読了/本山美彦『姿なき占領』

姿なき占領―アメリカの「対日洗脳工作」が完了する日

姿なき占領―アメリカの「対日洗脳工作」が完了する日

前著『売られ続ける日本、買い漁るアメリカ』(ビジネス社)の続編だが、どちらかと言うと、前著のほうが読み応えがあった。本書の白眉は、第7章「『宗教ビジネス』に走る超大国の末路」で、『レフトビハインド』という馬鹿げた小説の流行から、アメリカという国のいかがわしさを浮き彫りにしている。アメリカ人のなかには、国際政治の現実と、空想(小説のストーリー)が頭のなかでごっちゃになってしまって妄想に駆られている人が多いのかもしれない。

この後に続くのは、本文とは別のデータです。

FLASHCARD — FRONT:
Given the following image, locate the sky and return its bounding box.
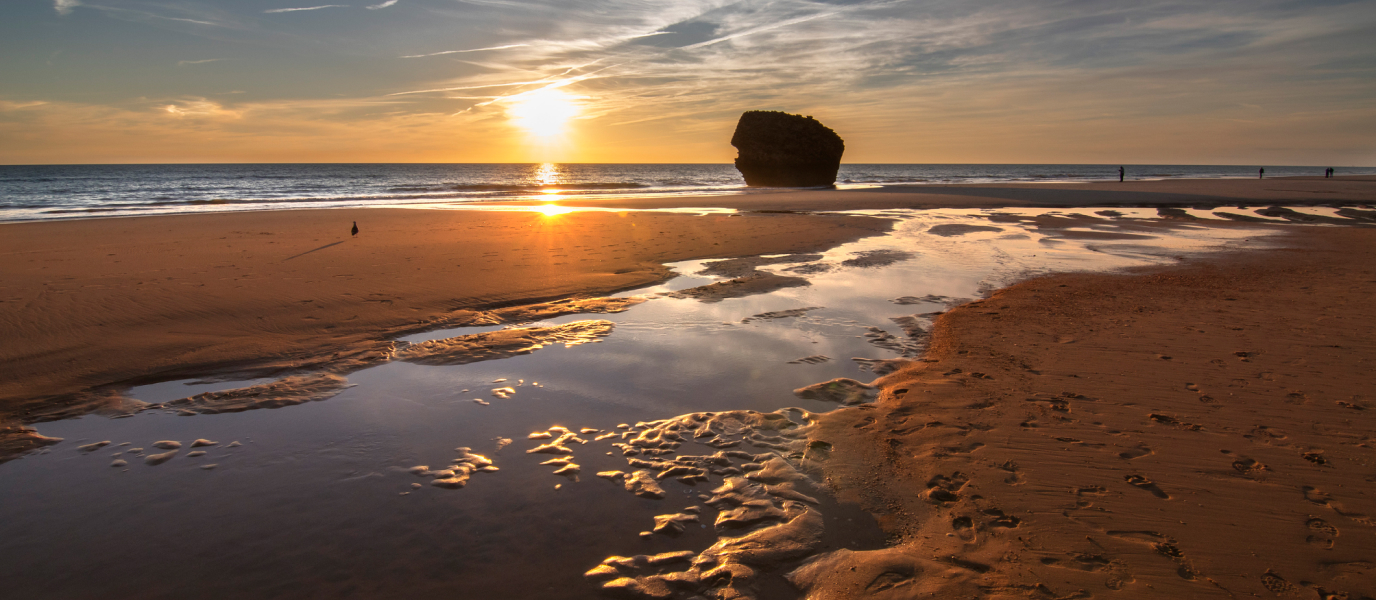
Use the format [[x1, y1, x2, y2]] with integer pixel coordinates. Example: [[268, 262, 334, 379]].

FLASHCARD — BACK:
[[1, 0, 1374, 165]]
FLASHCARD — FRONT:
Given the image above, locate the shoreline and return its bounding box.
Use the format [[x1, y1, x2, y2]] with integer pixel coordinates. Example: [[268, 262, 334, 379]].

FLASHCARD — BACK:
[[2, 175, 1372, 225], [510, 175, 1376, 212], [800, 225, 1376, 597]]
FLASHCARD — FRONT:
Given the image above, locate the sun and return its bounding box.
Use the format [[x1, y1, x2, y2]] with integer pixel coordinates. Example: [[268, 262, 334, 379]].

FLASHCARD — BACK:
[[506, 88, 581, 138]]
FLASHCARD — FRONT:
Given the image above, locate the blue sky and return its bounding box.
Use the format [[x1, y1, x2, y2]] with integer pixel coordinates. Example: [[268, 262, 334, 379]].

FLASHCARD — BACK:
[[1, 0, 1373, 164]]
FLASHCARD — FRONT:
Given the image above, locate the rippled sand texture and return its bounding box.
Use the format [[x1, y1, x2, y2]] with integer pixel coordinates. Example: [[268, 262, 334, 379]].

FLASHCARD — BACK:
[[396, 319, 615, 365], [577, 410, 841, 599]]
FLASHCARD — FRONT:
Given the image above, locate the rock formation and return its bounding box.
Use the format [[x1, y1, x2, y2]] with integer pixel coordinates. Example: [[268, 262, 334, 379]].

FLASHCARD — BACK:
[[730, 110, 845, 187]]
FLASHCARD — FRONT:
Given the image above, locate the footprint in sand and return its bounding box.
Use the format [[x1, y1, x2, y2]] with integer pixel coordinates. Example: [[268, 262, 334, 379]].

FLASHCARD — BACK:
[[1038, 554, 1110, 572], [951, 516, 977, 542], [1231, 457, 1269, 476], [983, 508, 1021, 529], [1075, 485, 1106, 508], [1304, 485, 1334, 506], [1117, 443, 1154, 460], [1152, 543, 1199, 580], [998, 461, 1025, 486], [1152, 542, 1184, 559], [1099, 530, 1199, 582], [925, 472, 969, 504], [1301, 486, 1372, 525], [1307, 518, 1339, 549], [1034, 553, 1128, 591], [1260, 570, 1294, 594], [1124, 474, 1170, 499]]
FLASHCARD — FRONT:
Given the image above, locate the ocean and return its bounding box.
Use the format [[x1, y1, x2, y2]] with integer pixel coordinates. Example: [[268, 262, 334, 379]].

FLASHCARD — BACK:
[[1, 163, 1368, 222]]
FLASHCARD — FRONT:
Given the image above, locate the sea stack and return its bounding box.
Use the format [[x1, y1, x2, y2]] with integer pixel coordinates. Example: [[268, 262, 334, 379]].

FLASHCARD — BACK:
[[730, 111, 845, 187]]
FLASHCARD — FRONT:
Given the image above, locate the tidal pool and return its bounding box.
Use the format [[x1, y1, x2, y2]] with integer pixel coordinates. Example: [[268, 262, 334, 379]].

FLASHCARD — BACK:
[[0, 208, 1281, 599]]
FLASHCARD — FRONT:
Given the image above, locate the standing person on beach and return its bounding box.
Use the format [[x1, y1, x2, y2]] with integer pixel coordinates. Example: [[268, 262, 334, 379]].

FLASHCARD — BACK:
[[1259, 168, 1265, 179], [1119, 166, 1124, 182]]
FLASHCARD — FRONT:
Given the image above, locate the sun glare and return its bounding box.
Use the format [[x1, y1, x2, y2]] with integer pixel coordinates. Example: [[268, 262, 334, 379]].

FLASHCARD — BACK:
[[507, 88, 580, 138], [532, 203, 574, 217]]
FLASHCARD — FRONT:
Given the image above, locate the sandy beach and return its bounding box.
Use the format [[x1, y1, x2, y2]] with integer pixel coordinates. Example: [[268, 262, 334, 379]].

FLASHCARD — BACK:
[[1, 177, 1374, 598], [0, 208, 887, 418]]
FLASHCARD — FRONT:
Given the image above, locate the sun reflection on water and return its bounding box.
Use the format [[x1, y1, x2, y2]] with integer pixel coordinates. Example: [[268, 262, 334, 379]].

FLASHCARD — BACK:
[[534, 163, 564, 195], [534, 163, 559, 186]]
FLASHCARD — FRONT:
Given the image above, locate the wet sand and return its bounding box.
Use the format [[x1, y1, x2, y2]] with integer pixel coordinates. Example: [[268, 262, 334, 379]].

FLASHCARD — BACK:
[[507, 175, 1376, 212], [800, 226, 1376, 598], [0, 208, 888, 425]]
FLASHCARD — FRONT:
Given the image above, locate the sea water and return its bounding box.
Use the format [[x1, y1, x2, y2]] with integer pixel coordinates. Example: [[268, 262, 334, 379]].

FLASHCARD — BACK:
[[2, 163, 1369, 222]]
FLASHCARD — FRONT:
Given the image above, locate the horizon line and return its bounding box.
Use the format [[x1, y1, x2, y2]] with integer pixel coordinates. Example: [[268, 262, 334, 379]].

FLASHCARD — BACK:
[[2, 162, 1369, 168]]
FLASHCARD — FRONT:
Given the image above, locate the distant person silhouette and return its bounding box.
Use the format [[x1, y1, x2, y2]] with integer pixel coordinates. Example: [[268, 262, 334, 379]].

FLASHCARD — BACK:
[[1259, 168, 1265, 179], [351, 221, 358, 237], [1119, 166, 1124, 182]]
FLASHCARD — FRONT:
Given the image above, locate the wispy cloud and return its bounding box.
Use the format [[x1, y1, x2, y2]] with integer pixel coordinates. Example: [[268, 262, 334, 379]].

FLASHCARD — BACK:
[[386, 81, 553, 96], [264, 5, 348, 13], [388, 61, 606, 97], [53, 0, 80, 16], [158, 15, 217, 26], [400, 44, 530, 58], [681, 11, 838, 50], [161, 99, 242, 119], [0, 100, 49, 111], [366, 0, 398, 9], [177, 59, 224, 66], [77, 4, 221, 27]]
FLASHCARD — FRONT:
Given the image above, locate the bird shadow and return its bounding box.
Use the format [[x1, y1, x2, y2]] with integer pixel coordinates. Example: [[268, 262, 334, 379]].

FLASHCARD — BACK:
[[282, 240, 346, 262]]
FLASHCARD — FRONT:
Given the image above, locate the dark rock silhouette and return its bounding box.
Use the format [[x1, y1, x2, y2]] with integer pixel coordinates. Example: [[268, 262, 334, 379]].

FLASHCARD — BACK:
[[731, 111, 844, 187]]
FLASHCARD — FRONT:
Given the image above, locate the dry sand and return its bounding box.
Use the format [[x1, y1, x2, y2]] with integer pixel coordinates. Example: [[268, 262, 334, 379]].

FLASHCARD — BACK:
[[0, 208, 888, 423], [802, 226, 1376, 599]]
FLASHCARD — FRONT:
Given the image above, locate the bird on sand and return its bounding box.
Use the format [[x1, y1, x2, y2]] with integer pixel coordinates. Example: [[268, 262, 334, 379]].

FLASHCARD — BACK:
[[351, 221, 358, 237]]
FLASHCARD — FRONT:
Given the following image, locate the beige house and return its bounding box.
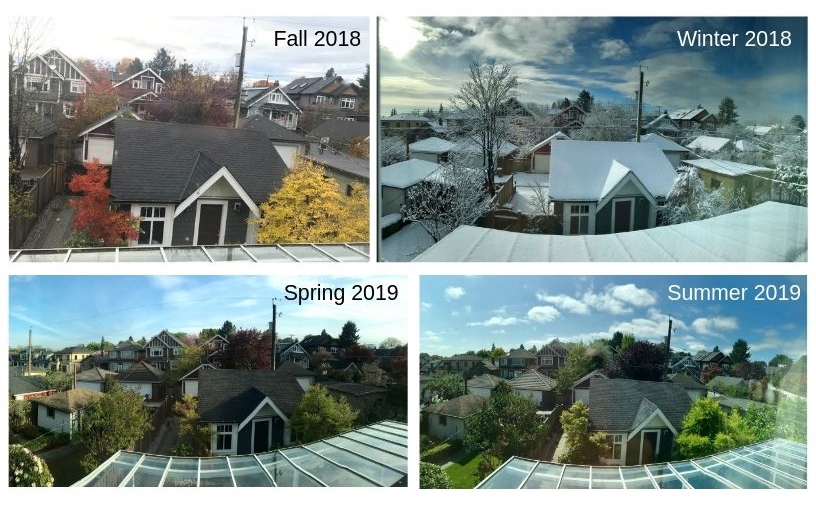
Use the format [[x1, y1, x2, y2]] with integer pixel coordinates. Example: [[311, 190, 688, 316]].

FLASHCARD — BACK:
[[424, 394, 486, 441], [682, 159, 772, 205], [31, 389, 104, 439]]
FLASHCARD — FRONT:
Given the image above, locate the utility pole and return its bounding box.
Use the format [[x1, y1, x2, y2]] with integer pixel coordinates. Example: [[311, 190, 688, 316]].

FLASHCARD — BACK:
[[636, 66, 645, 142], [270, 300, 278, 370], [233, 21, 248, 128], [664, 317, 673, 377], [27, 328, 32, 375]]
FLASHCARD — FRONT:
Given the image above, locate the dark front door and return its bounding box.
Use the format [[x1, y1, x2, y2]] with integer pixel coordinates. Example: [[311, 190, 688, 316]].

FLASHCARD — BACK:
[[642, 431, 658, 464], [253, 419, 270, 453], [614, 200, 633, 233], [197, 204, 222, 245]]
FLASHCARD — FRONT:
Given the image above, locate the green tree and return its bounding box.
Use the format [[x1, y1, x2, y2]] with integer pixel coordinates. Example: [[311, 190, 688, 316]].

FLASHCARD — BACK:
[[356, 64, 369, 112], [717, 96, 739, 125], [77, 382, 152, 472], [339, 320, 361, 348], [220, 320, 236, 337], [325, 67, 335, 79], [789, 114, 806, 131], [558, 401, 609, 464], [252, 158, 368, 243], [148, 47, 176, 81], [617, 340, 665, 381], [44, 370, 72, 392], [171, 394, 212, 456], [465, 382, 548, 463], [775, 397, 806, 443], [729, 338, 751, 365], [167, 344, 205, 383], [554, 341, 607, 393], [9, 396, 31, 432], [675, 397, 726, 458], [768, 354, 793, 368], [419, 461, 452, 489], [290, 384, 358, 443], [9, 444, 53, 487], [575, 89, 594, 112], [126, 57, 144, 75], [422, 373, 465, 403]]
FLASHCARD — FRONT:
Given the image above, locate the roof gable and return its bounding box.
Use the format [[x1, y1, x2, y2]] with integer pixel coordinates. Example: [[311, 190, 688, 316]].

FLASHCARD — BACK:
[[119, 361, 165, 383], [587, 378, 691, 433], [38, 49, 93, 83], [113, 67, 165, 88], [197, 369, 306, 422]]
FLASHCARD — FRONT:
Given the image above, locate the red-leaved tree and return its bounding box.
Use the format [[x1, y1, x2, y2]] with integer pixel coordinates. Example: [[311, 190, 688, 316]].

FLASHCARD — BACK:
[[68, 159, 140, 246]]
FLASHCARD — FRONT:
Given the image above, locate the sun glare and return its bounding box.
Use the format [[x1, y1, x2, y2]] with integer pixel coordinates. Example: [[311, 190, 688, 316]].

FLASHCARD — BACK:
[[379, 17, 423, 59]]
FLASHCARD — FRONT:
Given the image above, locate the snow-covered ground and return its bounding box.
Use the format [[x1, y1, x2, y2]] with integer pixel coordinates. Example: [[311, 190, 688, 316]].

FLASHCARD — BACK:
[[379, 221, 439, 262]]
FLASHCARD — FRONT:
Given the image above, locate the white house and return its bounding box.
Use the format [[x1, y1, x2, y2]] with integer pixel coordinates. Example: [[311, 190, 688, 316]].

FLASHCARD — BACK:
[[30, 389, 104, 439], [424, 394, 486, 441]]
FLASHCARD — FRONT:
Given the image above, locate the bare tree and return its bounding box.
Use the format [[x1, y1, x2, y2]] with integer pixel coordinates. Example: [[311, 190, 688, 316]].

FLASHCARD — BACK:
[[572, 104, 633, 141], [450, 61, 519, 196], [402, 163, 493, 243]]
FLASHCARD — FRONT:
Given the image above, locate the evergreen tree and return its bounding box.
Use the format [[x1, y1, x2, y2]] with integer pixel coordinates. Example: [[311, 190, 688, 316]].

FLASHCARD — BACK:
[[339, 320, 360, 347], [148, 47, 176, 81], [717, 96, 739, 125]]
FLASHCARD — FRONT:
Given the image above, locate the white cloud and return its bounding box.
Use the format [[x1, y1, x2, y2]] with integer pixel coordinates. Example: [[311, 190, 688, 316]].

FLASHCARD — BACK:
[[467, 316, 522, 327], [421, 302, 433, 310], [691, 317, 739, 337], [527, 306, 560, 323], [598, 38, 631, 59], [423, 331, 442, 341], [610, 284, 658, 307], [444, 286, 465, 301], [536, 293, 590, 315]]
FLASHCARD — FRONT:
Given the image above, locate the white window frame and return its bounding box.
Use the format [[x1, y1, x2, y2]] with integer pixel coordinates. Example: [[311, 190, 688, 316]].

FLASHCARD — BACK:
[[216, 424, 234, 451], [70, 80, 86, 93], [566, 203, 592, 235], [315, 95, 327, 104], [541, 356, 554, 366], [25, 76, 49, 92], [141, 76, 154, 90], [340, 98, 355, 109], [122, 351, 133, 359], [132, 80, 141, 89], [155, 83, 163, 94], [63, 102, 77, 118], [605, 433, 624, 460], [269, 92, 285, 104], [46, 407, 56, 419], [150, 348, 163, 357], [132, 204, 173, 246]]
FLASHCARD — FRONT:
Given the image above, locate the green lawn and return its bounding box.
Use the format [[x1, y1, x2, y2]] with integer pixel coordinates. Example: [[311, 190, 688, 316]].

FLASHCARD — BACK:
[[39, 444, 90, 487], [444, 451, 483, 489]]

著者の書物で感心させられるのは、アメリカの傲慢さ・パワーの強さに対する批判が一貫していることである。日本の学者のなかには、アメリカが嫌いだからか、やたらとアメリカの覇権衰退を取りざたする者が多い(特にマルクス系の学者に多いが、リベラル系にもこういう学者がいる)。おそらく、「アメリカはさっさと衰退して欲しい」というパーソナルな願望と、社会科学としての未来認識とが、頭の中でごちゃ混ぜになっているのだろうが、まことに残念なことに、こうした言説は、少なくとも過去20年近くに渡って一貫して現実によって裏切られ続けている*1


しかし著者は、マルクス系の学者には珍しく、アメリカの覇権衰退を取りざたしない学者である。著者がアメリカを嫌っているのは明らかで、おそらく「アメリカはさっさと衰退して欲しい」と願ってもいるだろうが、しかしそうしたパーソナルな願望が、現実分析に持ち込まれることは、ない。願望と事実認識が明確に峻別されているのである。こうしたアメリカの覇権、パワーの強さに対する著者の諦観は、氏がかつて翻訳を手がけたスーザン・ストレンジに由来しているのではないかと思われるが、それはともかくとして、著者にはこの調子で今後も引き続きアメリカの傲慢さ・パワーの強さについて、論じて欲しいと思う。勉強になります。



 

*1:これだけアメリカの覇権衰退が論じられ、それが一向に具現化しないとなると、こうした問いの立て方を根本的に変え、次のような分析をしたほうが良い。すなわち、「アメリカの覇権衰退などイリュージョンでしかないのに、なぜ日本ではこれほどまでに多くの学者がこのテーゼに取り付かれ、論じようとするのか」についての知識社会学的な分析、である。